Discogs Data Total Size

Posted on: Fri 30 December 2022

The next question I have about the Discogs Data is what’s the total amount to download? An initial step is updating my URL gathering script to grab the Content-Length header from an http probe of each url and start generating csv compatible output.

Below is the tweakage. The script has moved from straight Python to a xonsh script. The most interesting piece is line 6 where I shell out to use httpie to make a HEAD request against the url. The @ splices the value of the furl variable into the command line from the outer Python context, while ! captures the output of the inner subcommand for processing in the outer Python context.

urls.sort()
print(f"{len(urls)} in total", file=sys.stderr) 
for i, url in enumerate(urls):
    clength = -1
    furl = "http:" + url[1]
    for line in !(http --headers HEAD @(furl)):
        if line.strip().startswith("Content-Length"):
            h, v = line.split()
            clength = int(v)
    print(f"{url[0]}, http:{url[1]}, {clength}")
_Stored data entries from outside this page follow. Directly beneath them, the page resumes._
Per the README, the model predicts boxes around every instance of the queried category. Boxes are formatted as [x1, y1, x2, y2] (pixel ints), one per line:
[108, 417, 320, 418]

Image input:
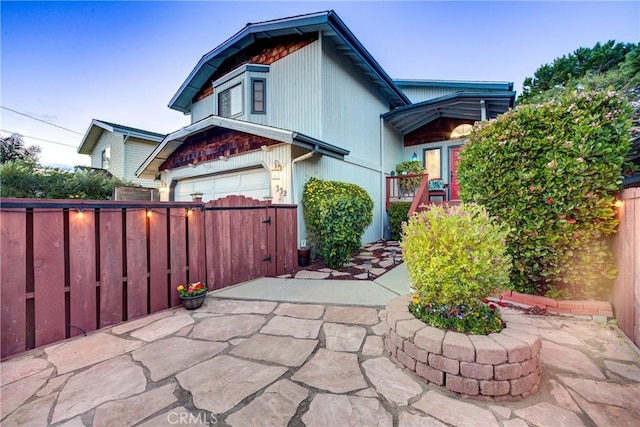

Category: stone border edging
[385, 295, 541, 400]
[500, 290, 613, 321]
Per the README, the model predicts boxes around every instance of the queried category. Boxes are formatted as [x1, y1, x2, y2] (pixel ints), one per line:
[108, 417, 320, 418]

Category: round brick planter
[385, 295, 541, 400]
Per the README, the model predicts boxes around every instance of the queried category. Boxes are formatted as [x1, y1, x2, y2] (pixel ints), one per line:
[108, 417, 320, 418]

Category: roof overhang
[78, 119, 165, 155]
[168, 10, 410, 114]
[382, 91, 516, 134]
[394, 79, 514, 92]
[136, 115, 349, 178]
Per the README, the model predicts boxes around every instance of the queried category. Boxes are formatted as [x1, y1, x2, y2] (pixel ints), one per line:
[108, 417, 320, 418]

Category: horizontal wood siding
[0, 197, 297, 359]
[398, 86, 504, 104]
[92, 131, 122, 174]
[125, 138, 161, 187]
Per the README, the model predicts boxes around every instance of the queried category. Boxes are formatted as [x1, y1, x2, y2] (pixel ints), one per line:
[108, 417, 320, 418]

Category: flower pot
[298, 248, 310, 267]
[180, 293, 206, 310]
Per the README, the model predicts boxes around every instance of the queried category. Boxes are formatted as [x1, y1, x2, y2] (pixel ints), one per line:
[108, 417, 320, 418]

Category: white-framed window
[218, 83, 243, 117]
[251, 78, 266, 114]
[101, 146, 111, 169]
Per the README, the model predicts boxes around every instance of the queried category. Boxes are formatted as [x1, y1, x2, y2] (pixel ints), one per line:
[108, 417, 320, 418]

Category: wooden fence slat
[126, 210, 148, 320]
[33, 211, 65, 347]
[149, 209, 169, 312]
[170, 208, 187, 307]
[205, 209, 218, 290]
[99, 210, 123, 328]
[1, 210, 27, 358]
[266, 207, 277, 277]
[187, 209, 205, 284]
[69, 210, 97, 337]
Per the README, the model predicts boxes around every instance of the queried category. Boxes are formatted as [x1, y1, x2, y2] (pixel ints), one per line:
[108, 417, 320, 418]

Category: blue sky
[1, 1, 638, 167]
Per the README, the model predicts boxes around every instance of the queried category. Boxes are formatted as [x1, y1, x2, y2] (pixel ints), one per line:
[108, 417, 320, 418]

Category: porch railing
[385, 173, 429, 211]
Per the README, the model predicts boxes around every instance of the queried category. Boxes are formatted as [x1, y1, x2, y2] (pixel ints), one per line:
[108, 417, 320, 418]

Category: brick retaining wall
[500, 291, 614, 320]
[385, 295, 541, 400]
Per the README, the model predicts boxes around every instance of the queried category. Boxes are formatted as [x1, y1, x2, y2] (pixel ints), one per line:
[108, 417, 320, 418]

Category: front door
[449, 146, 462, 200]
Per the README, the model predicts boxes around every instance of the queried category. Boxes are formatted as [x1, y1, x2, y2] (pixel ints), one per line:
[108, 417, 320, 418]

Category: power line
[1, 106, 84, 135]
[0, 129, 79, 149]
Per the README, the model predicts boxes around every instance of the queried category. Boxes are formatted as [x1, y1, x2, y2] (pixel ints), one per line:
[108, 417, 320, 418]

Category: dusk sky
[1, 1, 638, 167]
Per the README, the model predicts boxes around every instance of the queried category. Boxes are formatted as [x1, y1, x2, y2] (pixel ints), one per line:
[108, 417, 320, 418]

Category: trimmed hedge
[388, 202, 411, 240]
[458, 89, 632, 298]
[302, 178, 374, 268]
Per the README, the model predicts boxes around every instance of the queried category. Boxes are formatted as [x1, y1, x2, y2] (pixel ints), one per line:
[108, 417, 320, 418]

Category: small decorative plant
[402, 204, 512, 334]
[395, 160, 424, 193]
[177, 282, 207, 298]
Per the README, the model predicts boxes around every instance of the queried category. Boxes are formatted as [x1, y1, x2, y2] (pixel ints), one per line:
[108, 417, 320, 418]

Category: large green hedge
[302, 177, 374, 268]
[387, 202, 411, 241]
[458, 89, 632, 298]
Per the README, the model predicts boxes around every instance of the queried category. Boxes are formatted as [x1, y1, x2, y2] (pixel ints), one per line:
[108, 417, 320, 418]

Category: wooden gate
[203, 195, 297, 290]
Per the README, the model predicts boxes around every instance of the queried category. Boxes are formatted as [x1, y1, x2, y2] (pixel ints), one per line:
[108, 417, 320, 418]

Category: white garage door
[174, 168, 270, 202]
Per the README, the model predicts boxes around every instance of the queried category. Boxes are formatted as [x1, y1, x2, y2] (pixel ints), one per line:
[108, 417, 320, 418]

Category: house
[78, 119, 165, 188]
[136, 10, 515, 244]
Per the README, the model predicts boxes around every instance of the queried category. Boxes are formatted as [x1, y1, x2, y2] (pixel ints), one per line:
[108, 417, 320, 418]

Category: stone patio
[1, 296, 640, 426]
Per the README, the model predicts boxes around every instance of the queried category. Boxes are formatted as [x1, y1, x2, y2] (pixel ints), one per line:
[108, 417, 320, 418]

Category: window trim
[251, 78, 266, 114]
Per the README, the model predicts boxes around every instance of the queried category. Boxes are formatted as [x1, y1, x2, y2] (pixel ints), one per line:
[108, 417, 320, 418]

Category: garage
[174, 167, 270, 202]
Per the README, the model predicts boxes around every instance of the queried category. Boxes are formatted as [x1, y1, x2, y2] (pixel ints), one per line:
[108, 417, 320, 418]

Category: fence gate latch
[262, 216, 271, 225]
[262, 255, 272, 263]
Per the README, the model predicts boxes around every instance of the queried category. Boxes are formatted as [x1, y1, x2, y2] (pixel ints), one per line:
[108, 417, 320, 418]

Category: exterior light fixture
[185, 208, 194, 217]
[363, 259, 372, 280]
[76, 208, 84, 218]
[272, 160, 282, 180]
[146, 209, 153, 218]
[411, 152, 418, 161]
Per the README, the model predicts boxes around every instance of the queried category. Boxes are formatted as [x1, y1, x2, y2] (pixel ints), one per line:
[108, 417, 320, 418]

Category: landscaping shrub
[302, 177, 374, 268]
[387, 202, 411, 240]
[458, 89, 632, 298]
[401, 204, 511, 313]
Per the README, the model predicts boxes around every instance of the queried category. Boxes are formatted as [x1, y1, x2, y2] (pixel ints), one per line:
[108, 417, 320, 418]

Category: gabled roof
[78, 119, 166, 155]
[168, 10, 411, 114]
[382, 91, 516, 134]
[136, 115, 350, 179]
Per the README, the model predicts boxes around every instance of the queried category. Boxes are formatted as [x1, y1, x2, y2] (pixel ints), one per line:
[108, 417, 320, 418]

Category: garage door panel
[174, 168, 269, 202]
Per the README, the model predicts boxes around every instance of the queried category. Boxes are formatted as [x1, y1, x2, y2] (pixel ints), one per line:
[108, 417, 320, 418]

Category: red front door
[449, 146, 462, 200]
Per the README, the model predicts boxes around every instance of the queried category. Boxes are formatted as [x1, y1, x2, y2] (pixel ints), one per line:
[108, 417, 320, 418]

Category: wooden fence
[612, 187, 640, 347]
[0, 196, 297, 359]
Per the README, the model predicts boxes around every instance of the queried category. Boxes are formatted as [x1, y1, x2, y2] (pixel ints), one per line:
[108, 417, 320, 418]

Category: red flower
[489, 303, 496, 310]
[482, 298, 490, 303]
[546, 198, 553, 204]
[567, 218, 576, 224]
[497, 301, 507, 307]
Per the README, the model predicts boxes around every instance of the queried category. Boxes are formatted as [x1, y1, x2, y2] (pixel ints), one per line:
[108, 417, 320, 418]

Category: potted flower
[177, 282, 208, 310]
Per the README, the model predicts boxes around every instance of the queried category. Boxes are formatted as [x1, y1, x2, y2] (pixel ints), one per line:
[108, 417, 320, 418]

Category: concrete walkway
[1, 266, 639, 426]
[211, 263, 412, 306]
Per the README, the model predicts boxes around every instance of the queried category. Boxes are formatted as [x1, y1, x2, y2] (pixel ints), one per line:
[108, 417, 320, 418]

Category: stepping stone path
[292, 240, 404, 280]
[1, 297, 639, 427]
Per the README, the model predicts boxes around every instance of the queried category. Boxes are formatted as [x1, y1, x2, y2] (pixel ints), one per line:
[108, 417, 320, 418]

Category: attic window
[450, 124, 473, 139]
[218, 84, 243, 117]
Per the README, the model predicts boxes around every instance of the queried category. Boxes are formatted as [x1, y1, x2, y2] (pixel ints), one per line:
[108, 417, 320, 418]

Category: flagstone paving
[1, 296, 639, 427]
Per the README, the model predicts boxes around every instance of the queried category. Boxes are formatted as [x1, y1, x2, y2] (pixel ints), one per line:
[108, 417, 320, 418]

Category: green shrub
[395, 160, 424, 192]
[387, 202, 411, 240]
[401, 204, 511, 310]
[302, 177, 374, 268]
[459, 89, 632, 298]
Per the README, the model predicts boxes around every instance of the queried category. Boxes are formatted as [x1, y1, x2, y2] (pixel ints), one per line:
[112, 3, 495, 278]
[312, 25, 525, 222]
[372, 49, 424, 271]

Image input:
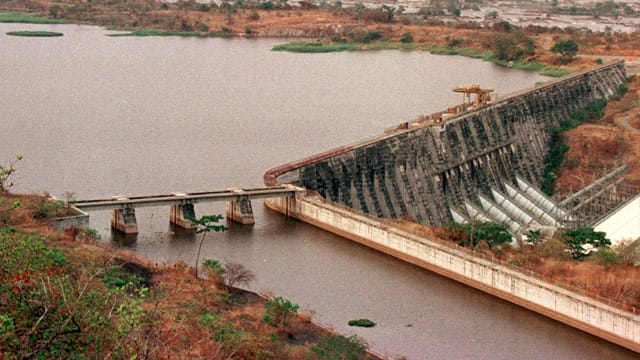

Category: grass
[0, 12, 65, 24]
[0, 192, 374, 359]
[427, 45, 487, 59]
[272, 41, 570, 77]
[272, 41, 359, 53]
[6, 31, 63, 37]
[108, 28, 231, 38]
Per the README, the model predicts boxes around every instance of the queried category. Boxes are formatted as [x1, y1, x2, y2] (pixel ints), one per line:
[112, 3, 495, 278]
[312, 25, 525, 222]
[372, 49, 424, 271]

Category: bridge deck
[71, 186, 299, 211]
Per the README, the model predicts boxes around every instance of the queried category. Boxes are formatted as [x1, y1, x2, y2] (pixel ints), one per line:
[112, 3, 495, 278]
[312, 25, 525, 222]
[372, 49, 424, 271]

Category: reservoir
[1, 22, 636, 359]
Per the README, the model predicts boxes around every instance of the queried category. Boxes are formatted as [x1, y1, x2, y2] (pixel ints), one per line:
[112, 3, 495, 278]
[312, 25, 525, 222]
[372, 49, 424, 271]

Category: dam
[265, 61, 640, 351]
[266, 61, 629, 232]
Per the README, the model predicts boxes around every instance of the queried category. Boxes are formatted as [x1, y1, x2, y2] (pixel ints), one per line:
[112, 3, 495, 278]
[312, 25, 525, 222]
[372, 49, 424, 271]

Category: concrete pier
[71, 186, 300, 233]
[169, 203, 196, 229]
[111, 206, 138, 234]
[226, 192, 255, 224]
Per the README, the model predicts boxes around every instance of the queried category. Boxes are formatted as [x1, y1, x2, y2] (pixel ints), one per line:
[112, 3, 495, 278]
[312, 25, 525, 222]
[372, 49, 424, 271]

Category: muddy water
[1, 23, 636, 359]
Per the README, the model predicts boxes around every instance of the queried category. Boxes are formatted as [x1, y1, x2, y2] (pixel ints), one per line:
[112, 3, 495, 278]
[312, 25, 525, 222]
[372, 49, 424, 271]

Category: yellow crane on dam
[453, 83, 495, 110]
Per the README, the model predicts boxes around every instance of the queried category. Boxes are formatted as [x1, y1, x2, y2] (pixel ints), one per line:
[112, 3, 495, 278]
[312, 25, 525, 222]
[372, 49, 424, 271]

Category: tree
[471, 222, 512, 249]
[224, 261, 255, 288]
[262, 296, 298, 332]
[551, 39, 579, 64]
[493, 34, 518, 61]
[0, 155, 22, 193]
[562, 227, 611, 259]
[191, 215, 228, 278]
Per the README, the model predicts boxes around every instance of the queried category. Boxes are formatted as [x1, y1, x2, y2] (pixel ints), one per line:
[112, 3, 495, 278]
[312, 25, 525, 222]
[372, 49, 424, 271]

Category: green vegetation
[309, 335, 368, 360]
[31, 198, 69, 219]
[0, 226, 151, 358]
[444, 222, 512, 249]
[108, 29, 231, 38]
[262, 296, 299, 331]
[542, 99, 608, 195]
[0, 155, 22, 193]
[191, 214, 228, 278]
[6, 31, 63, 37]
[203, 258, 226, 285]
[1, 191, 365, 357]
[0, 12, 65, 24]
[272, 41, 359, 53]
[551, 39, 579, 64]
[400, 32, 413, 44]
[563, 227, 611, 259]
[428, 45, 486, 58]
[348, 318, 376, 327]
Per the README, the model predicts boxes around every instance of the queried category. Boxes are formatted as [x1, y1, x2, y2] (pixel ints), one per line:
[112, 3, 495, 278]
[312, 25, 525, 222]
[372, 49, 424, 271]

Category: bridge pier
[226, 193, 255, 224]
[170, 203, 196, 229]
[111, 206, 138, 234]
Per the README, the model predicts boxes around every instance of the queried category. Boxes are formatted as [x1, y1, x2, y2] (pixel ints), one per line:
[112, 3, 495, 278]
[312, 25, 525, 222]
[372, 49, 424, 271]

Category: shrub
[400, 32, 413, 44]
[309, 335, 368, 360]
[224, 261, 255, 287]
[262, 296, 298, 331]
[260, 1, 274, 10]
[592, 247, 623, 268]
[348, 318, 376, 327]
[361, 30, 383, 43]
[203, 259, 226, 285]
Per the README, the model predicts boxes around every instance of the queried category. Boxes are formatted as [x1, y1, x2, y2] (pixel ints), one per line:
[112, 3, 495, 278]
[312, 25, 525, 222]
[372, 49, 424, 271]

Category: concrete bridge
[70, 185, 303, 234]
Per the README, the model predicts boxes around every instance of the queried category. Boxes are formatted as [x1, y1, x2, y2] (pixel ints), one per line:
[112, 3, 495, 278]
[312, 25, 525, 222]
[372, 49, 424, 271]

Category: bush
[592, 247, 623, 268]
[203, 259, 226, 285]
[400, 32, 413, 44]
[348, 318, 376, 327]
[361, 30, 383, 43]
[262, 296, 298, 331]
[309, 335, 368, 360]
[260, 1, 274, 10]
Still need to pull in the csv module for proper output generation. I also want to add the http headers as a column of json data, which will definitely need correct csv escaping. Once that’s all in place, it should be possible to pipe the output into Simon Willison’s sqlite-utils to create an SQLite DB, then run a query to compute the total storage.

This is why I love xonsh. I had to do a little documentation reading to get the right sigils (!, @) in the right places, but once done I can still actually comprehend what the script is doing. If I keep working at it, this should become mental muscle memory and make writing such scripts completely natural. Might be better off learning bash in depth, but this fits my brain way cleaner.

Using questions to be asked of data seems to be a good driver for me to actually write code. Boy do I have plenty of questions for this data.